Francisco
Louçã e o Pai Natal
João Miguel Tavares / 10-7-2014 / PÚBLICO
Para todos os que
acreditam que a reestruturação da dívida é uma loucura nos moldes em que ela
tem vindo a ser discutida, o Natal chegou mais cedo pelas mãos de Francisco
Louçã, Ricardo Cabral, Eugénia Pires e Pedro Nuno Santos.
A prenda no
sapatinho — pela qual eu publicamente lhes agradeço — chama-se “Um programa
sustentável para a reestruturação da dívida portuguesa” e é, sem dúvida, um
brilhante esforço para nos mostrar quão lunático e insustentável é um programa
de reestruturação da dívida portuguesa decidido a partir de Lisboa. Com um
mérito acrescido: este maravilhoso documento irá provocar a implosão do célebre
albergue económico-político conhecido como “Manifesto dos 74” , já que a concretização de
vagos desejos num programa muito prático fará com que boa parte daqueles 74
subscritores recuse enfiar-se neste navio felliniano.
O programa de
reestruturação de Louçã et al. tem duas linhas mestras. Em primeiro lugar,
propõe pontapear o pagamento das dívidas do Estado para o período 2045-2054,
reduzindo os juros dessa dívida para uns generosos 1%. Em segundo lugar, aposta
numa “resolução bancária sistémica” para “evitar o colapso simultâneo de toda a
banca nacional”. É sempre giro defender a implementação de um plano que admite,
logo à partida, existir o perigo de todo o sistema bancário entrar em colapso,
mas em compensação teríamos a possibilidade de nacionalizar a banca de uma
ponta à outra, correr com os actuais accionistas e afinfar um corte de 34% nos
depósitos superiores a 100 mil euros, esses ricalhaços. É certo que receberiam
acções do banco em troca. Mas imagine que o caro leitor era funcionário de uma
empresa que levava um daqueles cortes de 34% na conta bancária e ficava sem
liquidez no fim do mês — você não se importaria de receber o seu ordenado em
acções, pois não? E pagar a escola dos miúdos em acções? A bicazinha matinal em
acções? Tudo em acções.
Ou, então,
imagine que eu sou o senhor Vintém e tenho 80 anos. Subscrevi uns Certificados
de Aforro com as minhas poupanças, porque nos CTT me garantiram que era a coisa
mais segura que havia.
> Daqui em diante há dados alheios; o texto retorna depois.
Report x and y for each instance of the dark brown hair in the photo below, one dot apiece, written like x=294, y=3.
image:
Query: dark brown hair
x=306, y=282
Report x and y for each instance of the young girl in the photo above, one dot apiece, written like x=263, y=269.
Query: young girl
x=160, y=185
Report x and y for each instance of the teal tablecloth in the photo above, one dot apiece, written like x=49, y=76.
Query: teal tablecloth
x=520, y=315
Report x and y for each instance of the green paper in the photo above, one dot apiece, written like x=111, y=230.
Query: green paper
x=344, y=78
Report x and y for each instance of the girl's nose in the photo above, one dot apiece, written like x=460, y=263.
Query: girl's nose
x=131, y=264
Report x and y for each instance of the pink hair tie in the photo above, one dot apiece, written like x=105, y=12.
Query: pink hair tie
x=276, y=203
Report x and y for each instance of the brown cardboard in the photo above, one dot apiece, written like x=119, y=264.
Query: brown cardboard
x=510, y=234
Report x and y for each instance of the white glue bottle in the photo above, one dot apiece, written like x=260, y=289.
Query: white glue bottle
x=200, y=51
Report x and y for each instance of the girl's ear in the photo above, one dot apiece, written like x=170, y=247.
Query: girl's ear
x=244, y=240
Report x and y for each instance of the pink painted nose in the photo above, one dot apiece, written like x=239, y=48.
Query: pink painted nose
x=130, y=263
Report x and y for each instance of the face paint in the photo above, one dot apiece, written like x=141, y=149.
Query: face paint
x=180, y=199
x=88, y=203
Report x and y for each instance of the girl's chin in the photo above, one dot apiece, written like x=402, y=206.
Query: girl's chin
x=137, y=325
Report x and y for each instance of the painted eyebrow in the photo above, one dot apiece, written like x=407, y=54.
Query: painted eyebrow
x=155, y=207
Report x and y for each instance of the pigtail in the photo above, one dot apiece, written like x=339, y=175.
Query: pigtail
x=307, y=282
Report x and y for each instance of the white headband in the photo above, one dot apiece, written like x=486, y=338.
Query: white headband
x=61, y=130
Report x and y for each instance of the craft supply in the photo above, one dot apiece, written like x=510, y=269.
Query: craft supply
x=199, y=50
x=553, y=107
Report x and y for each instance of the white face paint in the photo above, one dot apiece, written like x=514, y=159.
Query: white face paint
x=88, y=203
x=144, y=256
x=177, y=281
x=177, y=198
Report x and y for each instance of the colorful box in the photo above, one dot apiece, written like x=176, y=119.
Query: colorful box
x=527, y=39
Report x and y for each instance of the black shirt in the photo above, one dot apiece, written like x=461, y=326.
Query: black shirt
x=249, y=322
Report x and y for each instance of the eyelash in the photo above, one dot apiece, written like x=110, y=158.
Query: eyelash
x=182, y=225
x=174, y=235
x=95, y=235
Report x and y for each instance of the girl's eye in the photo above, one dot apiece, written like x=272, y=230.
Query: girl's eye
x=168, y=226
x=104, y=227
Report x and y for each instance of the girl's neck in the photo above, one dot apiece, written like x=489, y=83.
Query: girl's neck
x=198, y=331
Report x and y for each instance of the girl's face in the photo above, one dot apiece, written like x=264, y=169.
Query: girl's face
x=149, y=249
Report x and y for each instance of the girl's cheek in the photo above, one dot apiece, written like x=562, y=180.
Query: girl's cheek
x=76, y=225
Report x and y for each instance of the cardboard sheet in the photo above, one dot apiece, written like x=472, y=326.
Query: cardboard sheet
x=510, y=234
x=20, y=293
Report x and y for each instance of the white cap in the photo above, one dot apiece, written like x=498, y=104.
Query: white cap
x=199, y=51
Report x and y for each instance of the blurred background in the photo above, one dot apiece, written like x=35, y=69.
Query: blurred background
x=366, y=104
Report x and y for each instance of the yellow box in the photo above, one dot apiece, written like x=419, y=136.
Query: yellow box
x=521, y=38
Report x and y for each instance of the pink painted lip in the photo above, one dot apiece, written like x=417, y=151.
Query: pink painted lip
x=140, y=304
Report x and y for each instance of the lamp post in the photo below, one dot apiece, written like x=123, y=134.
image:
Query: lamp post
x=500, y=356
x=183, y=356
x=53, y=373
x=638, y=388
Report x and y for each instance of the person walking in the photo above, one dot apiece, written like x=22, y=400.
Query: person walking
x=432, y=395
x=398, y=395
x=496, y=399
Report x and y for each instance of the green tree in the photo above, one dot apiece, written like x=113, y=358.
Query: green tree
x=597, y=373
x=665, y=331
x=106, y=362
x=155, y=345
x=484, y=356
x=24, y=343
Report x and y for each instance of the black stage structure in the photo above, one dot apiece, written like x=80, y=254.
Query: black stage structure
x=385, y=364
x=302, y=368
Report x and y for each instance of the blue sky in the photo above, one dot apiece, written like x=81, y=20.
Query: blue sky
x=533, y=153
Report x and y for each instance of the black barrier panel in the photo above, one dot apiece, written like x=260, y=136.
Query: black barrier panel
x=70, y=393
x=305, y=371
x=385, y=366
E eis que Francisco Louçã chega ao pé de mim e diz:
“Lamento, sô Vintém, é preciso reestruturar a dívida. O senhor vai ter de
esperar mais uns anitos para receber o seu dinheiro, tenha lá paciência.” “Quanto
anitos?”, pergunta o senhor Vintém. “Isso ainda está em estudo, mas, na pior
das hipóteses, em 2045.”
“Ó sô Louçã, mas em 2045 eu vou ter 111 anos. Se calhar já faleci”, constata o
senhor Vintém. “No estado em que se encontra o sistema nacional de saúde, não
me espantava nada”, profetiza Francisco Louçã.
Este é um
programa muito bem visto. Não há cá haircut. Nós pagamos a dívida toda. Só que
pagamos a dívida daqui a 30 ou 40 anos, quando os credores já estiverem mortos.
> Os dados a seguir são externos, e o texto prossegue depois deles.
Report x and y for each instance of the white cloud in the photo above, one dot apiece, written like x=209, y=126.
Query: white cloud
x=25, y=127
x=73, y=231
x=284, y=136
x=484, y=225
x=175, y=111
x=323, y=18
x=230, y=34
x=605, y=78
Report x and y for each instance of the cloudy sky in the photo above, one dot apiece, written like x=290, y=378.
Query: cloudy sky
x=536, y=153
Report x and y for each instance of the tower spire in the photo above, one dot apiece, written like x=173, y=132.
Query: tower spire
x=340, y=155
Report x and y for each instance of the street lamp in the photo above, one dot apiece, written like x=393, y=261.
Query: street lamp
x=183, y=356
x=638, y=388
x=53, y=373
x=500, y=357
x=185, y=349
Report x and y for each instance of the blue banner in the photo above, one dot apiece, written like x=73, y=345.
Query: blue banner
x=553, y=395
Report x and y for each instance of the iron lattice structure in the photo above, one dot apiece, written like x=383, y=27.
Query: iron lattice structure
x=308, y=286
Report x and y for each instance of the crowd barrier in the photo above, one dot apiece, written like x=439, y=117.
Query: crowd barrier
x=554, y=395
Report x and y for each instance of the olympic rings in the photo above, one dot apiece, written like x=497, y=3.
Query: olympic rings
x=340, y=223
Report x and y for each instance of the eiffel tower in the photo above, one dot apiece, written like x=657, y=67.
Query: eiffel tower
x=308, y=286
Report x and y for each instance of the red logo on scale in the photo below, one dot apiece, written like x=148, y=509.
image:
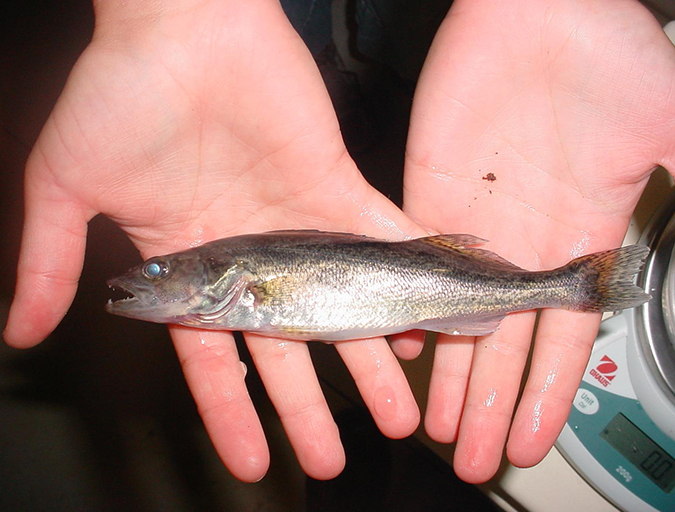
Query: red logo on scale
x=605, y=372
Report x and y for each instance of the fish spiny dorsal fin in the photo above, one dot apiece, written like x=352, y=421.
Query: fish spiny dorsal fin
x=462, y=244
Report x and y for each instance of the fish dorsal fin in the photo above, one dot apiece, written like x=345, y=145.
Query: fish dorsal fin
x=462, y=244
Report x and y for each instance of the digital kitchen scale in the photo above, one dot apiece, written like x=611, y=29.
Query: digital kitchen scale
x=620, y=435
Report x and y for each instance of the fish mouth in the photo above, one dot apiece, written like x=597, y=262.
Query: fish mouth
x=134, y=302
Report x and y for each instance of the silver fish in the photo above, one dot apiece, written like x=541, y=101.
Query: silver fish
x=312, y=285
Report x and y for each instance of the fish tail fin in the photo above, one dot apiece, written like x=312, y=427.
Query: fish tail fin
x=607, y=279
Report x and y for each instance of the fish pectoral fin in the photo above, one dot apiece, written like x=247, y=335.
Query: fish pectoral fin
x=464, y=326
x=462, y=244
x=264, y=290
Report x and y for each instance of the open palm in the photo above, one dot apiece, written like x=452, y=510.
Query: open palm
x=535, y=125
x=188, y=126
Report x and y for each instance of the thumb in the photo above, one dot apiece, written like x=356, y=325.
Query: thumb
x=51, y=257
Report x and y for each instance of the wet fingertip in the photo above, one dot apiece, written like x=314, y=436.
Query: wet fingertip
x=408, y=345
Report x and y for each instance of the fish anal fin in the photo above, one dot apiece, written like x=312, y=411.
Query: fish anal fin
x=463, y=326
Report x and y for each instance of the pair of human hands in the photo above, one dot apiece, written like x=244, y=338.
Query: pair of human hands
x=191, y=121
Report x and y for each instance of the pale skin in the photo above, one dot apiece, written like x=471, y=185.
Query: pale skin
x=571, y=105
x=183, y=124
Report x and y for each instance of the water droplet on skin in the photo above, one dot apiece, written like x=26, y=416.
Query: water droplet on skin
x=384, y=403
x=536, y=417
x=490, y=400
x=552, y=375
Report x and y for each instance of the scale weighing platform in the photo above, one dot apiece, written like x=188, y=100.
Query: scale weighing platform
x=620, y=435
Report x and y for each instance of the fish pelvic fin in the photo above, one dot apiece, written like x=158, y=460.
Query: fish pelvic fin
x=607, y=279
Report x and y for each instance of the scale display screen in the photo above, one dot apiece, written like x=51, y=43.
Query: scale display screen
x=641, y=451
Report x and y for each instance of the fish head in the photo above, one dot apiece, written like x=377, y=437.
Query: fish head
x=178, y=288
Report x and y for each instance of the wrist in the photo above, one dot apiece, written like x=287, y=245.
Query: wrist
x=126, y=17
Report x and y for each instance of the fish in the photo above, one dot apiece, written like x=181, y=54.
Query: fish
x=324, y=286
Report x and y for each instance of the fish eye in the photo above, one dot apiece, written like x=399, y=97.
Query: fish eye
x=155, y=269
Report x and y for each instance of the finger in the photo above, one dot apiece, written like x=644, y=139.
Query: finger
x=215, y=376
x=498, y=364
x=448, y=386
x=382, y=385
x=291, y=383
x=407, y=345
x=50, y=260
x=563, y=345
E, claro: estando a maior parte da dívida nacional em mãos portuguesas, isto
significa que junto dos pequenos aforradores, da Caixa Geral de Aposentações ou
da Segurança Social, o Estado teria que financiar com dívida a reestruturação
da dívida. Não se tendo corrigido os problemas estruturais do país, mas apenas
diminuído os encargos com juros, tudo indica que o dinheiro dos impostos
continuaria a ser insuficiente para fazer face às necessidades do Estado, seja
nas transferências para instituições deficitárias, seja no financiamento do
investimento público. A questão é: quem nos emprestaria dinheiro depois do
calote? Só mesmo o Pai Natal, que Francisco Louçã conhece tão bem.